This medical malpractice claim was filed in Baltimore City after a delayed diagnosis caused an infant to suffer advanced complications of Kawasaki disease, including heart damage. It was filed in Health Claims Arbitration on February 15, 2018, and it is the 80th medical malpractice case filed in Maryland this year.Summary of Plaintiff's Allegations
Parents brought their eight-month-old son to the Johns Hopkins health center with flu-like symptoms. During the initial exam and subsequent visits over the next ten days, the boy's symptoms and outward appearance suggested that he was suffering from Kawasaki disease. Despite the fact that Kawasaki disease is the leading cause of acquired heart disease in children, the family doctor failed to timely refer the baby for further evaluation.
Three weeks later, the baby was finally referred to a pulmonologist and properly diagnosed with Kawasaki disease. He was promptly provided with treatment, but it was too late to reverse the damage done to his heart, including the development of an aneurysm.Additional Comments
The complaint does not tell us much. There are certainly a lot of defense verdicts in these cases, usually because the children presented with atypical Kawasaki disease. Here are some additional facts that are important whether trying to figure out whether you have a Kawasaki disease misdiagnosis claim:
Kawasaki disease primarily affects children and infants. Eighty-percent of those diagnosed with Kawasaki are younger than five years.
Any medium-sized arteries in the body can be affected, but Kawasaki disease tends to target the coronary arteries, which supply the heart with blood. It's rare for Kawasaki disease to cause serious complications such as myocarditis or heart valve problems because its unique symptoms make the disease easy to diagnose.
The diagnosis of Kawasaki Disease is based on the clinical examination of a child, the documentation of fever for 5 or more days, plus the finding of 4 of the following 5 characteristic features: 1. bulbar conjunctivitis without exudates; 2. red mouth and pharynx, strawberry tongue, and red, cracked lips; 3. a polymorphous rash; 4. changes in the hands and feet consisting of induration and red palms and soles; and 5. a solitary, usually unilateral enlarged cervical lymph node.
Other features including irritability, abdominal pain, diarrhea, vomiting, sterile pyuria, liver dysfunction, arthritis or arthralgia, aseptic meningitis, gallbladder hyrops may be present. Additionally blood tests can collaborate these findings.

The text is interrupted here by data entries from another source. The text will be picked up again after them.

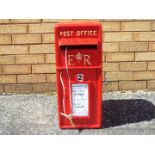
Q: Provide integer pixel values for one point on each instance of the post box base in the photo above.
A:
(81, 126)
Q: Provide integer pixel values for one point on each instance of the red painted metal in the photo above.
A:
(78, 49)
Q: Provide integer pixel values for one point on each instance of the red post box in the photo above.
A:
(79, 74)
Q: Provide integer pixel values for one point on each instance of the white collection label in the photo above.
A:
(80, 99)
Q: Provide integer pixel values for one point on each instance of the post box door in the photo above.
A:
(79, 74)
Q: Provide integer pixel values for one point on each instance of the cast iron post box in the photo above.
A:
(79, 74)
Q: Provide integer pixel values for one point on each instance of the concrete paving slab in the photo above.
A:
(36, 114)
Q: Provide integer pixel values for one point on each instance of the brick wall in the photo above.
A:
(27, 59)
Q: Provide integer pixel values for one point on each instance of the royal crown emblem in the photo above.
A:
(79, 56)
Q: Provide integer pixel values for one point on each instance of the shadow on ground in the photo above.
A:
(119, 112)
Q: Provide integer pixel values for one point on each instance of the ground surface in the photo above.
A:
(123, 113)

But Kawasaki's Disease has long been recognized as a possible cause of prolonged fever in infants and children. A child can have a fever for 5 or more days but not four distinct findings and still have Kawasaki Disease:
Children with Kawasaki's disease can have an incomplete course but they still need immunoglobulin and aspirin treatment.

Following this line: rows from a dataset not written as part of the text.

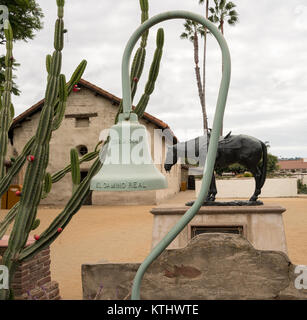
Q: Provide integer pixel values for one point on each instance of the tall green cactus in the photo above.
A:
(138, 65)
(50, 119)
(38, 183)
(75, 169)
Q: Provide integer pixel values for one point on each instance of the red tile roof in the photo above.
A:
(292, 164)
(83, 83)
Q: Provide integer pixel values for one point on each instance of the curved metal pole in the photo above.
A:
(217, 124)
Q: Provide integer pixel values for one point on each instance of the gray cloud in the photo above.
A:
(268, 92)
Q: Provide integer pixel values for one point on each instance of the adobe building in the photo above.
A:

Treatment for Kawasaki disease typically requires hospitalization while the patient receives a variety of medications. The cause of Kawasaki disease is unknown, so treatments usually aim to soothe painful symptoms and prevent heart damage while the illness runs its course.

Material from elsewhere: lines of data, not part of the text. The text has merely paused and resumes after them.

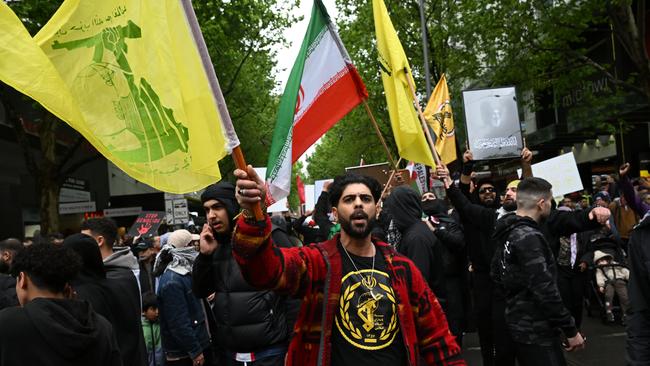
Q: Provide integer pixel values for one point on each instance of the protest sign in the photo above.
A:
(382, 173)
(492, 120)
(147, 223)
(561, 172)
(310, 200)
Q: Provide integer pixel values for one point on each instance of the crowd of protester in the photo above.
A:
(495, 256)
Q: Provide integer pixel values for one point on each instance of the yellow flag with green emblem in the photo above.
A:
(126, 74)
(439, 116)
(395, 69)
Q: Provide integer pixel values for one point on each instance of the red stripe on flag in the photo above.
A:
(332, 105)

Doctors can do blood testing and an echocardiogram in an effort to rule in or out Kawasaki's disease.
- Baltimore City
James Henry Jenkinson (executor of the estate of Wanda Raczkowski, M.D., deceased family physician)
The Johns Hopkins Health System Corporation
Johns Hopkins Community Physicians, Inc. d/b/a Johns Hopkins Community Physicians at Hager Park
- Johns Hopkins
- Failing to timely diagnose and treat Kawasaki disease.
- Failing to perform the appropriate diagnostic testing.
- Failing to refer the claimant to a specialist.
As a direct result of the defendants' negligence, the claimant sustained permanent injuries to his heart and cardiovascular system requiring medical care and treatment, limiting his activities, and shortening his life expectancy.